Серпилин улыбнулся. Вспомнил, как в столовой Военного совета для Батюка, что бы ни было, всегда квасили молоко. Спиртное он пил редко, только под настроение. И то потом все равно хлебал на ночь свою простоквашу.
Скольким людям за войну, когда Батюк багровел от гнева, казалось, что это не просто так, что есть на это хорошо известная причина. А на самом деле причины этой у Батюка не было, а кричал он и давал волю своему нраву от давней и непоколебимой уверенности, что все это требуется в интересах дела.
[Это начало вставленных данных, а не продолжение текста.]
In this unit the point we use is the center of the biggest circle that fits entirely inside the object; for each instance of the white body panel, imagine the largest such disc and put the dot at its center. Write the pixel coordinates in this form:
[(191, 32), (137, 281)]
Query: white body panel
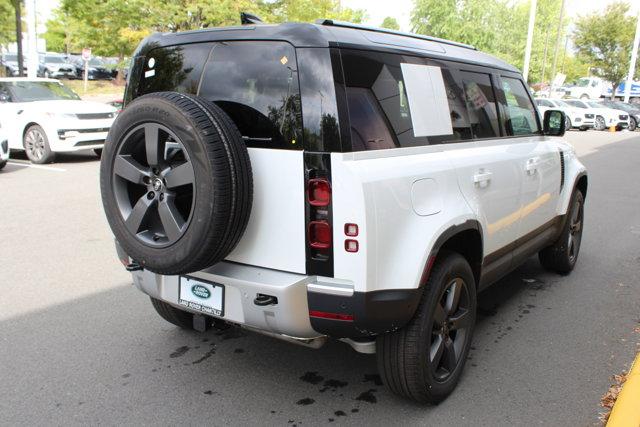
[(374, 190), (275, 235), (4, 154)]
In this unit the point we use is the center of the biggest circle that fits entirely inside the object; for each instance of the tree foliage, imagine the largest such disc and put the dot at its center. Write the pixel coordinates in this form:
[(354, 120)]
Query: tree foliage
[(498, 27), (7, 22), (115, 27), (606, 39), (390, 23)]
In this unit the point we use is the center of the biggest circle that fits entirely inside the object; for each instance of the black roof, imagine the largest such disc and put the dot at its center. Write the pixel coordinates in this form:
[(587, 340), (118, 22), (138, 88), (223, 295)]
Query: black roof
[(328, 33)]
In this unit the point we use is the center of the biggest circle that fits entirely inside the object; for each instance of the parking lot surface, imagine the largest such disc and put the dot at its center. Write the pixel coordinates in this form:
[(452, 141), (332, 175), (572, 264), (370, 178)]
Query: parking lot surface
[(80, 345)]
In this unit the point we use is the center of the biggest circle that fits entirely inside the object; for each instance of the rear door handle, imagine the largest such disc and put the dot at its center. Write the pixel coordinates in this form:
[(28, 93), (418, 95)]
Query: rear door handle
[(482, 178), (532, 165)]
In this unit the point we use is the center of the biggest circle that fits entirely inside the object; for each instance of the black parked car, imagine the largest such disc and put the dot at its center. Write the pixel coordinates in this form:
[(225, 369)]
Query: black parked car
[(632, 109)]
"Да, - подумал Серпилин, - посмотреть бы на него на фронте, какой он теперь. Насколько и в чем изменился? Ругать людей последними словами все больше выходит из обычая. И меньше причин, потому что больше порядка, и люди сильней, чем раньше, сопротивляются этому, потому что чем дальше, тем у них за душой меньше вины и больше гордости. А в конце концов все сводится к тому, что намного лучше воюем".
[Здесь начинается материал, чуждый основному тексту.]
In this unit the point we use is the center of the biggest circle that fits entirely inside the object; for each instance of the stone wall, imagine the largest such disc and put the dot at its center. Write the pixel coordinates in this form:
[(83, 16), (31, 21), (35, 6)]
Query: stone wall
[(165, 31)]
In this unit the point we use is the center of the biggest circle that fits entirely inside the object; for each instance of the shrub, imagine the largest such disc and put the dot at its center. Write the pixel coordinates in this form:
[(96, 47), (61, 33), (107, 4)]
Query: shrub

И Батюк, словно отвечая его мыслям, сказал, в сущности, о том же самом:
- Когда шли по Крыму, глядишь иной раз в степь и видишь: неубранные кости белеют - с сорок первого. Вспомнишь все, что пережили, и удивляешься людям: как все же выстояли тогда? И самому себе: как же ты живой остался после всего, что с тобой было? Глядишь на эти белые косточки и думаешь: кто только не ругал тогда и их, бедных, и самого себя за то, что здесь отступили, там не удержали!.. А сейчас бы, кажется, и воскресил и обнял, да некого… Я в Москве вчера был, мне там объяснили про новое обучение: что с этой осени в школах парней отдельно обучать станут. Не слыхал?
- Вроде бы так, - сказал Серпилин.
Он уже слышал об этом раздельном обучении, и ему казалось, что, если ребята начнут учиться отдельно от девочек, это будет лучше для допризывной подготовки, а значит, и для армии. Боль сорок первого года продолжала бередить память: сколько же их было тогда, призванных прямо со школьной скамьи, готовых отдать свою жизнь, но до того необученных, до слез неумелых, что зло на них брало!
- Какого ты мнения по этому вопросу? - спросил Батюк.
- Рад, что так решили.
- Да, молодые, - сказал Батюк. - Хлебнули мы с ними горя в начале войны.